The detail-view `Model:` line and the compact `model <id>` dock row are also exercised deterministically by the component layer (`tests/component/background-tasks-manager.test.ts`), which is the lowest reliable layer for dock rendering.

### Terminal keyboard-protocol negotiation

`pi` enables the Kitty keyboard protocol at startup by emitting `ESC[>7u ESC[?u ESC[c` and briefly intercepts stdin until that negotiation completes. The expect harness therefore must not key on a bare `>` (which matches the `ESC[>7u` push instantly and fires input before pi is listening); instead it waits for the steady-state status marker `(auto)`, answers the keyboard-protocol query (`ESC[?0u`, i.e. legacy keyboard) and the device-attributes query (`ESC[?1;2c`), and settles briefly before sending keys. This makes legacy keystrokes reach pi deterministically rather than racing the 150 ms negotiation fallback.

### Interactive-stdin capability probe

`test:pty` begins with a one-shot probe (`ptyInputSupported()`) that spawns a minimal raw-mode Node stdin reader under the same `/usr/bin/expect` driver and checks that a sent byte is received.
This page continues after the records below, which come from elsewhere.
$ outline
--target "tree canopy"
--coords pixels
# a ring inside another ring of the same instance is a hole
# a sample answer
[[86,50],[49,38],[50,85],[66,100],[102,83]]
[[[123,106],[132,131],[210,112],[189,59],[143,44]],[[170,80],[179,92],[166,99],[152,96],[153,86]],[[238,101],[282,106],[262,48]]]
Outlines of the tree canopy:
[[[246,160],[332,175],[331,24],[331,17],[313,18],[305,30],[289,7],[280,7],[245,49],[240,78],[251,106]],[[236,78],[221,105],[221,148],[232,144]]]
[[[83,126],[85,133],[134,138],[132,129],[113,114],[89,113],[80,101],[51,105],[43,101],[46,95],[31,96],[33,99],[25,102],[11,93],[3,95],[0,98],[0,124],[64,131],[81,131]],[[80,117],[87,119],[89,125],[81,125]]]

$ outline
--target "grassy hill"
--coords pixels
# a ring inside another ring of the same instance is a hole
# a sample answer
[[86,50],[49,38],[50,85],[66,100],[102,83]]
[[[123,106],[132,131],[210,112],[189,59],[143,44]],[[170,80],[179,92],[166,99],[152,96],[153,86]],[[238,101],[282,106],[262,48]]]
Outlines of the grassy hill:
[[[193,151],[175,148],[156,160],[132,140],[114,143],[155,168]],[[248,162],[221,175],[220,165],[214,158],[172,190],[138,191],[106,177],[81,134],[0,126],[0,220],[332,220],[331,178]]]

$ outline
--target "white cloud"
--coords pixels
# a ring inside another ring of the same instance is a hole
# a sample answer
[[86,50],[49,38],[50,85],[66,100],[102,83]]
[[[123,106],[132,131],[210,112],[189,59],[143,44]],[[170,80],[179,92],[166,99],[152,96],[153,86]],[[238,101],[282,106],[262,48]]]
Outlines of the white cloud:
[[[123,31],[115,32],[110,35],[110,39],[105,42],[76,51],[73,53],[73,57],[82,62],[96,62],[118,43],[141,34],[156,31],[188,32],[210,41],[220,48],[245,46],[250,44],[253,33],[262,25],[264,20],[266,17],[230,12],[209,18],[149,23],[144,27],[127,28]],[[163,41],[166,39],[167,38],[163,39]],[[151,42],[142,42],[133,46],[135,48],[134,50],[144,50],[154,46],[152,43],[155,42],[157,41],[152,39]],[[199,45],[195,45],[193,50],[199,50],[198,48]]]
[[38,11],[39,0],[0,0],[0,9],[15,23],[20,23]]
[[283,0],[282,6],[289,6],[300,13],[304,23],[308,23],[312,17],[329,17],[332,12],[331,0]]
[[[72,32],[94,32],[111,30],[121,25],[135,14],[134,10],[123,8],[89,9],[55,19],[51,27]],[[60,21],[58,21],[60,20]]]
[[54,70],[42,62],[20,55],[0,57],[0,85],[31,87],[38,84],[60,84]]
Some hosts cannot deliver stdin to a raw-mode Node TUI through expect (a plain `cat` receives input but Node `process.stdin` does not). On such hosts every PTY case is skipped with a loud reason instead of failing; where stdin is deliverable the full interactive dock scenarios run for real. The deterministic SDK/RPC/component layers remain the authoritative gates in `npm run test` either way.

## Artifact policy

Use package-local or repo-level artifacts if future snapshot/log persistence is needed:

```text
artifacts/pi-extension-tests/pi-background-tasks/
├── summary.json
├── rpc-events.jsonl
├── tui-ansi.log
├── screen.normalized.txt
└── snapshots/
```

Normalize volatile values before snapshotting: task IDs, session IDs, PIDs, timestamps, durations, temp paths, and `.pi/tasks/<session-pid>/...` run directories.

## Remaining full exhaustive coverage work

The Lane A residual hardening items and the explicit `isAgent` agent-vs-script classification are now covered by default unit/SDK gates plus full PTY and scripted-provider gates. `TEST_PLAN.md` remains the source of truth for future edge-case additions, especially any new telemetry surfaces added after this baseline.